To enable usage-based billing, you must have a Cloudera Enterprise license and a billing ID provided by Cloudera. In the Add Cloudera Manager screen:- In the Desired License Type field, select Cloudera Enterprise.
- In the License Key field, either select a Cloudera Enterprise license file to upload or select Direct Input and input the license file text directly into the text area.
- To enable usage-based billing, in the Billing ID field, enter the billing ID provided by Cloudera.
- By default, the version of Cloudera Manager installed depends on the version of Cloudera Director you are using:
Cloudera Director version Cloudera Manager version installed Cloudera Director 2.0 Latest released version of Cloudera Manager 5.5 Cloudera Director 2.1 Latest released version of Cloudera Manager 5.7 Cloudera Director 2.2 Latest released version of Cloudera Manager 5.8 Cloudera Director 2.3 Latest released version of Cloudera Manager 5.10 Cloudera Director 2.4 Latest released version of Cloudera Manager 5.11 - In the Configurations section, check Override default Cloudera Manager repository.
- In the Repository URL field, enter the repository URL for the version of Cloudera Manager to install.
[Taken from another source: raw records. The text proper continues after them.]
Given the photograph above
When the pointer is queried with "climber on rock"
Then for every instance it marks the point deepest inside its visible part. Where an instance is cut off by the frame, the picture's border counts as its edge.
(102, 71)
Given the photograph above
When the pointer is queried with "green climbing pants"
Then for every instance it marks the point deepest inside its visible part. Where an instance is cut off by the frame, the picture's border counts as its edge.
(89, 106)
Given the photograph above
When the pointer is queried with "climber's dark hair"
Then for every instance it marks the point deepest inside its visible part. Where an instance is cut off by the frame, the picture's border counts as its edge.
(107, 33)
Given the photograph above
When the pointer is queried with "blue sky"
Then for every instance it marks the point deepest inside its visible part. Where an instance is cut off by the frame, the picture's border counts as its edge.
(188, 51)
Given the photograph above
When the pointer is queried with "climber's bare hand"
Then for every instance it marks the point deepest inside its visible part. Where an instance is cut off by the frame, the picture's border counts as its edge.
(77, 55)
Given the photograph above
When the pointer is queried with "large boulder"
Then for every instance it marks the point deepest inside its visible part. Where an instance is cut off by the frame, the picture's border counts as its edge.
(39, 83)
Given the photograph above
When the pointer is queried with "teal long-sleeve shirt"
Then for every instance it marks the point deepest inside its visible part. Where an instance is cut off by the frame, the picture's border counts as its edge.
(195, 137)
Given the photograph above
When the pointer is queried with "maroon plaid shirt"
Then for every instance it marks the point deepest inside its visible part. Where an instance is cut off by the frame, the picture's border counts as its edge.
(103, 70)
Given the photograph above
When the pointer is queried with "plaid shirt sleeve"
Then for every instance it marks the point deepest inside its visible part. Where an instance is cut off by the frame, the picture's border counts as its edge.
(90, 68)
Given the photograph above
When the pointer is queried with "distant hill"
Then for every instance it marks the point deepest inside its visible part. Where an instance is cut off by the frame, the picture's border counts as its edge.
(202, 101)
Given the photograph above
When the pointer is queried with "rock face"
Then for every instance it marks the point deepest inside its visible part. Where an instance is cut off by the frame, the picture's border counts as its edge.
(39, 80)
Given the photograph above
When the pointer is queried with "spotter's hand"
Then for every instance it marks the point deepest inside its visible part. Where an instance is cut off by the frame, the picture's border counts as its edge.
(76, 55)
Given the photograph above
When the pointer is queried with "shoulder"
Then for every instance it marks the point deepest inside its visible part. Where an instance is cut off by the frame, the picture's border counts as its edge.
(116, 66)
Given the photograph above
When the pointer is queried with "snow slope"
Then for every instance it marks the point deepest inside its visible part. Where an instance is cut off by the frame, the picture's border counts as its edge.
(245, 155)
Repository URLs for versions of Cloudera Manager 5 have the form http://archive.cloudera.com/cm5/ followed by the operating system, operating system major version, processor architecture, cm (for Cloudera Manager), and the Cloudera Manager major, minor, and (if applicable) maintenance release number. For example, for Cloudera Manager 5.5.4, the repository URL is http://archive.cloudera.com/cm5/redhat/7/x86_64/cm/5.5.4/.
- In the Repository Key URL field, enter the URL for the repository key. Repository key URLs have the same form as repository URLs except they end with the name of the key file instead of the Cloudera Manager version. For example, the repository key URL for any version of Cloudera Manager 5 on any supported version of Red Hat 7 is http://archive.cloudera.com/cm5/redhat/7/x86_64/cm/RPM-GPG-KEY-cloudera.
- In the Add Cloudera Manager screen, click Continue.
- At the Confirmation prompt, click OK to begin adding a cluster.
- On the Add Cluster screen:
- Enter a name for the cluster in the Cluster name field.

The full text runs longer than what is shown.